Quel Dieu priez-vous donc? N'est-ce pas celui qui a dit : « Priez pour vos ennemis ? » (40) (Matth. v, 44.) Comment osez-vous donc élever la voix contre eux ? Comment pouvez-vous prier Dieu d'enfreindre sa propre loi? Rien qui convienne moins au rôle de suppliant personne ne supplie pour qu'un autre périsse; mais on implore son propre salut. Pourquoi donc jouer le rôle de suppliant avec des paroles d'accusateur? Quand nous prions pour nous-mêmes, nous nous remuons, nous nous agitons, nous nous laissons aller à mille pensées étrangères ; mais quand nous prions contre nos ennemis, nous le faisons avec attention et avec ardeur.
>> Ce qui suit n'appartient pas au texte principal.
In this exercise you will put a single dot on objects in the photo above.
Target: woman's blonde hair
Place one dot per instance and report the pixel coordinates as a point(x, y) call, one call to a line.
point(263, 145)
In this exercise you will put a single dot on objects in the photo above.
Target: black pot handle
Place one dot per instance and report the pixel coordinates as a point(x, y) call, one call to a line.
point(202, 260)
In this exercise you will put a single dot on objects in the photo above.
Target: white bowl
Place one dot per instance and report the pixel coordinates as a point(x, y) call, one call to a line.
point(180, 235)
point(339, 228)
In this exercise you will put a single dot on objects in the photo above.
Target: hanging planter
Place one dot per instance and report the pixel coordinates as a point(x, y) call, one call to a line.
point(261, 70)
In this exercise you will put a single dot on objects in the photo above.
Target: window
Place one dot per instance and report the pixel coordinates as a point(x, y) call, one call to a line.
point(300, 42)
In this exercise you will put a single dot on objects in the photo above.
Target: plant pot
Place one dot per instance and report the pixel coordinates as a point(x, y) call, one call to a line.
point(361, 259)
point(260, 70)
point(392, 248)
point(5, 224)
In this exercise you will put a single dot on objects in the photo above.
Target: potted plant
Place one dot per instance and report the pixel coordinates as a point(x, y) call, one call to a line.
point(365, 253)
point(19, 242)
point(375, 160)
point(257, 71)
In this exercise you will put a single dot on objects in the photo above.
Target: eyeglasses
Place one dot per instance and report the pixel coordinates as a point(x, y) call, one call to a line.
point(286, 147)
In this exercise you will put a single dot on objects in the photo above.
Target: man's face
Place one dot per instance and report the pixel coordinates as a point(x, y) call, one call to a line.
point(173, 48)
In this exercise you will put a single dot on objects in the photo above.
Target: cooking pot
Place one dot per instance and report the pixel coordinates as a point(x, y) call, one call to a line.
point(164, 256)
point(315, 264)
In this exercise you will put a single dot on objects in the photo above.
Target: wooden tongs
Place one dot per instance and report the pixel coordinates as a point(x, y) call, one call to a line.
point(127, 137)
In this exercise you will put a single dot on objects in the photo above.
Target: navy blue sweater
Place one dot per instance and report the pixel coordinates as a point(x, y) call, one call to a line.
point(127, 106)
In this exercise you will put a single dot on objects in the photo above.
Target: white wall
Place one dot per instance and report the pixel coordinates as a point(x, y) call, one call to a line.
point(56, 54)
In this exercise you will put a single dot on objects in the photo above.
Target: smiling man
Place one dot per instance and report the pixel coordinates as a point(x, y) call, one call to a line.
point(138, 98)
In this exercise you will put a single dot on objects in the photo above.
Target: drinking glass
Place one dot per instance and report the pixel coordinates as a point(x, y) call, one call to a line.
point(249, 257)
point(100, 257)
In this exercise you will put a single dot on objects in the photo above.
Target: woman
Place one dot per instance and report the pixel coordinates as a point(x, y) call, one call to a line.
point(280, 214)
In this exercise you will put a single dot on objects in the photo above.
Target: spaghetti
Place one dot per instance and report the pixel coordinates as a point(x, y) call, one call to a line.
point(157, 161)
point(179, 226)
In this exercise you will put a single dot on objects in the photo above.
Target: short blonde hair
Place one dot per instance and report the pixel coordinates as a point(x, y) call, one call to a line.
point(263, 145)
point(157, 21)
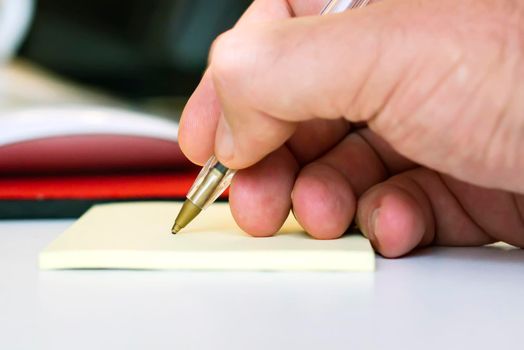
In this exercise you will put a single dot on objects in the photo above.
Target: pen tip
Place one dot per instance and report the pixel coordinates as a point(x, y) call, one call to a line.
point(175, 229)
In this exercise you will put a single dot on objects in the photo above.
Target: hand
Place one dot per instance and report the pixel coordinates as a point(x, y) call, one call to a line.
point(438, 86)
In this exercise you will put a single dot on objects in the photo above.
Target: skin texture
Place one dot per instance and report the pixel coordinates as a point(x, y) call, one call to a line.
point(406, 115)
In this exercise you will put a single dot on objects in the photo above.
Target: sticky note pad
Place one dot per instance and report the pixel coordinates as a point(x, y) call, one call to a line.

Le diable sait bien que nous nous enfonçons alors un glaive dans la poitrine; et c'est pourquoi il se garde bien de nous distraire, de détourner notre attention; il veut nous causer ainsi tout le mal. possible. — Mais, direz-vous, on m'a fait injure, on m'a blessé. — Eh bien , priez donc contre le démon, qui nous outragé plus que personne ne le fait. On vous prescrit de dire dans votre prière : « Délivrez-nous du malin ». (Matth. VI, 93.) Voilà votre implacable ennemi mais l'homme, quoi qu'il vous fasse, est votre ami et votre frère. :Aussi lançons-nous tous contre lui, prions Dieu contre lui; et disons: Brisez Satan sous nos pieds. C'est lui qui nous suscite des ennemis. Si vous priez contre vos ennemis, vous accomplissez le plus ardent de ses voeux; mais en priant pour vos ennemis, c'est contre lui que vous priez. Pourquoi donc laisser de côté votre véritable ennemi, pour dévorer vos membres, vous montrant ainsi plus cruels que les bêtes. féroces? — Mais, dites-vous, on m'a outragé; on m'a enlevé mes biens. — Qui donc est le plus à plaindre, de celui qui supporte l'outrage ou d'e celui qui le fait? S'enrichir à vos dépens, c'est perdre l'amitié de Dieu, et le dommage l'emporte Sur le gain. Agir de la sorte; c'est se nuire à soi-même. Au lieu de prier contre votre ennemi, priez pour lui, pour que Dieu lui fasse miséricorde.